日本にとって怖いのは、次の二十二ページ、やはり円安なんですね。よく日米金利差が原因だというふうに言われますけれども、グラフを御覧いただいたらお分かりのように、金利差だけが原因だったら、もうちょっと円高に行っていてもいいんじゃないですか。これは何を意味するのか。やはり、よく私たちは虚心坦懐に考えた方がいいと思います。
次の二十三ページ、格付の問題です。
日本国債の格下げの話が出てきておりますよね。今はもうシングルAなので、次、ワンノッチ、ツーノッチ下がったらB格なんです。B格になったら、国際金融市場で担保として差し入れられなくなって、本当に外貨調達に影響が出るということを、すごく金融機関の関係者から心配している声を聞きます。まさに崖っ縁なんですね。ですから、本当に、格付会社、余り、先見の明があるというよりは、どっちかというと市場後追いのところがあるので、格下げになってから考えればいいという話じゃないと思います。そうならないようにお考えいただきたい。
最後のところ、二十四ページです。
日本の国、やはり財政再建の余力がどれぐらいあるのかというところを考えたときに、これは貯蓄・投資バランスなんですけれども、家計部門がずっと長年黒字ですよね。あと企業部門、よその国は企業が上に行ったり下に行ったりするのが、日本は一貫して黒字ですよね。だから、二千二百兆円の家計金融資産があって国民は勤勉でといいますけれども、これは政府に結局借金を押しつけてきた結果なんじゃないか。これまでいろいろ厳しい時代もありましたけれども、本当はもうちょっと負担する余力があった方もいたんじゃないか、その結果なんじゃないか。ですから、正直申し上げて、この国は、金持ち国なのに税負担の合意ができないからこんなに財政が悪くなっちゃっているんじゃないかなというふうに私は思います。

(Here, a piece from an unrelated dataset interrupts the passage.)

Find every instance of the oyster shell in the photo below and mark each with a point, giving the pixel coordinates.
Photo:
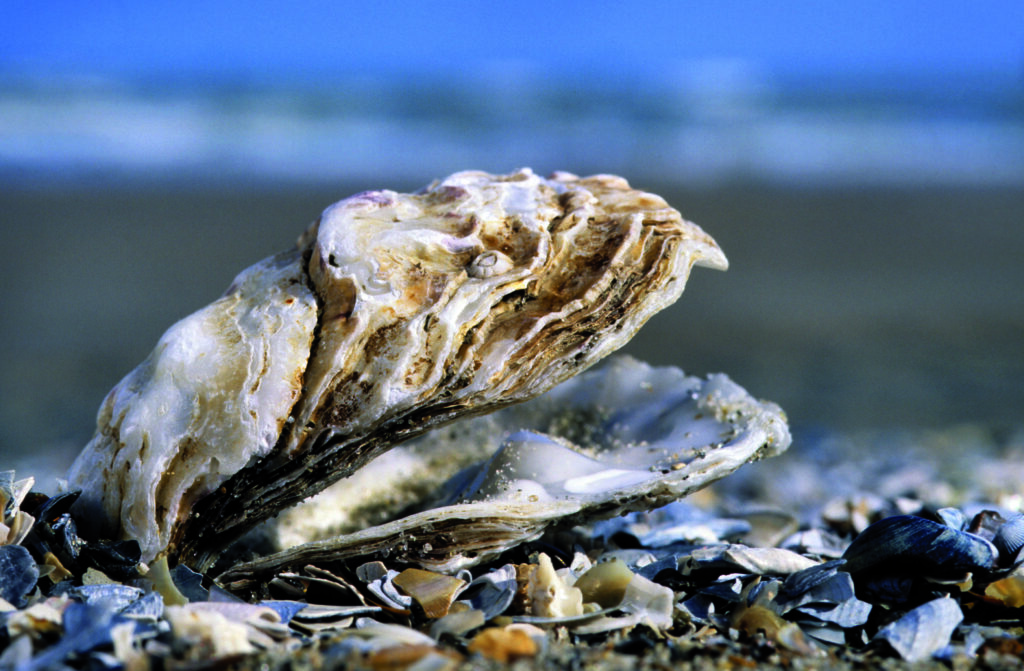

最後、私が申し上げたいのは、是非是非、今回の予算案、それから先の財政運営を通じて先生方に是非ともお考えいただきたいのは、一つ目、どうすれば経済的な余裕のある家計であるとか企業に負担していただけるか。二つ目、逆に余裕のない方もたくさんいるんです。どうしたらそういう方の負担を軽減できるか。そして三番目、世の中全体として気がついていない不公平とかが随分私は税制とかにあるんじゃないかと思います。その負担の不公平をどう是正すれば財政収支が改善できるか、是非そこをお考えいただきたいというふうに思います。